In both cases, remove(19) returns 1. However, when the return of the method is not assigned to an int variable, it returns a different value than expected (expected by me), which would be: "Success! Key 19 has been removed from Vb vector."

java logic

2 answers

2

When you do not assign the return of the method to a variable, as here:

System.out.println("remover(19) = "+remover(19));
if (remover(19) == -1) {
    System.out.println("O vetor vB está vazio!");
} else if(remover(19) == 1){
    System.out.println("Sucesso! A chave 19 foi removida do vetor vB.");
} else if(remover(19) == 0){
    System.out.println("A chave 19 não foi encontrada no vetor vB.");
}

It turns out that it is calling remove potentially 4 times, depending on the value it returns.
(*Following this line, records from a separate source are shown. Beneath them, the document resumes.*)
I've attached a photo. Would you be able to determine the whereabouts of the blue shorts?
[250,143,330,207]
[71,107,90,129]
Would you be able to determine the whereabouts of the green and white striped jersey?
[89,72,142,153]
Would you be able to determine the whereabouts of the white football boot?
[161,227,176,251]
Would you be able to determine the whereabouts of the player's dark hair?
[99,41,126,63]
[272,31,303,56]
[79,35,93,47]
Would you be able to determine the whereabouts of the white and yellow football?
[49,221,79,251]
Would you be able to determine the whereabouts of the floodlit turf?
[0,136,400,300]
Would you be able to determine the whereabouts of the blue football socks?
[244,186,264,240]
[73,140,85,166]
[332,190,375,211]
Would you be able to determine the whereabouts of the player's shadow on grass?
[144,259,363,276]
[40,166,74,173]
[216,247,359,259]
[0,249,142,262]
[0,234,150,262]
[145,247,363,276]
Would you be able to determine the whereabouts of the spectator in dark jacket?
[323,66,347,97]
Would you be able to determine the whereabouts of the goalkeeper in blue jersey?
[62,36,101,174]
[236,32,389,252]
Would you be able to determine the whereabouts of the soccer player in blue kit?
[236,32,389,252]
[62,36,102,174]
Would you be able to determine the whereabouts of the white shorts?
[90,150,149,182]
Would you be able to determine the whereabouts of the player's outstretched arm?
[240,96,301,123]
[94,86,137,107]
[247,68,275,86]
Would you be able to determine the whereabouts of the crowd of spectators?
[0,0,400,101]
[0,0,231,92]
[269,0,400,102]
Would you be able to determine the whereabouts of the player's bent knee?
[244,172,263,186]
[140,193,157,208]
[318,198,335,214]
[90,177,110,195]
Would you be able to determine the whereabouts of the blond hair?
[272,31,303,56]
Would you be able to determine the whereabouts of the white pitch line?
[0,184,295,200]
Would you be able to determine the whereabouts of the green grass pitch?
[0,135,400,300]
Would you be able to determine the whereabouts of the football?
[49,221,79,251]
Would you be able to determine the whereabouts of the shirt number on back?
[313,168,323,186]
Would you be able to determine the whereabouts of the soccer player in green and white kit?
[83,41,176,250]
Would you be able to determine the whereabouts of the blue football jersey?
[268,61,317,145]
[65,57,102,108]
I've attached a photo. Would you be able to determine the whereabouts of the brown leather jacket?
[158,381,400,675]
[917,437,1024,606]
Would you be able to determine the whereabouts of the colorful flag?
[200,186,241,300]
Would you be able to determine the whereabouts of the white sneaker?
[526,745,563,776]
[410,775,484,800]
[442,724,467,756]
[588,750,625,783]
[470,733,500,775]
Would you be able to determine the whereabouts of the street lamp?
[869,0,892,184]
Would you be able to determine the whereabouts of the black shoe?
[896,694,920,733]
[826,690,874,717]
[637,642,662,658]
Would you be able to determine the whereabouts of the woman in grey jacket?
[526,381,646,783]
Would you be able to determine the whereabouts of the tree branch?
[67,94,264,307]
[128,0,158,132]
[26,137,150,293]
It is first called in the System.out:

System.out.println("remover(19) = "+remover(19));

And soon after called on if:

if (remover(19) == -1) {

And in this case as the element has already been removed will give 0 that did not find the value in the vector, and will continue to call in the other ifs until hit the last one, which is the result shown when the program runs:

1 3 5 7 9 11 13 15 17 19

remove(19) = 1

Key 19 was not found in vector Vb.

In this type of situations the way it was done in the second block is exactly what is intended:

int b = remover(19);
System.out.println("b = "+b);
if (b == -1) {
    System.out.println("O vetor vB está vazio!");
} else if(b == 1){
    System.out.println("Sucesso! A chave 19 foi removida do vetor vB.");
} else if(b == 0){
    System.out.println("A chave 19 não foi encontrada no vetor vB.");
}

Thus keeping the result in a guaranteed variable that only uses it and does not call the same method over and over again.

0


Watch this excerpt:

    System.out.println("remover(19) = "+remover(19));
    if (remover(19) == -1) {
        System.out.println("O vetor vB está vazio!");
    } else if(remover(19) == 1){
        System.out.println("Sucesso! A chave 19 foi removida do vetor vB.");
    } else if(remover(19) == 0){
        System.out.println("A chave 19 não foi encontrada no vetor vB.");
    }

In the first System.out, it removes the number 19. No if, it tries to remove the 19 again, and as it does not think (because it has removed before) and results in 0, it does not enter the block of the if and falls into the first else. In that else, it tries to remove a third time, and as it does not find (results in 0), it falls on the last else. He then tries to remove a fourth time and as this time the result again is 0, it shows the message.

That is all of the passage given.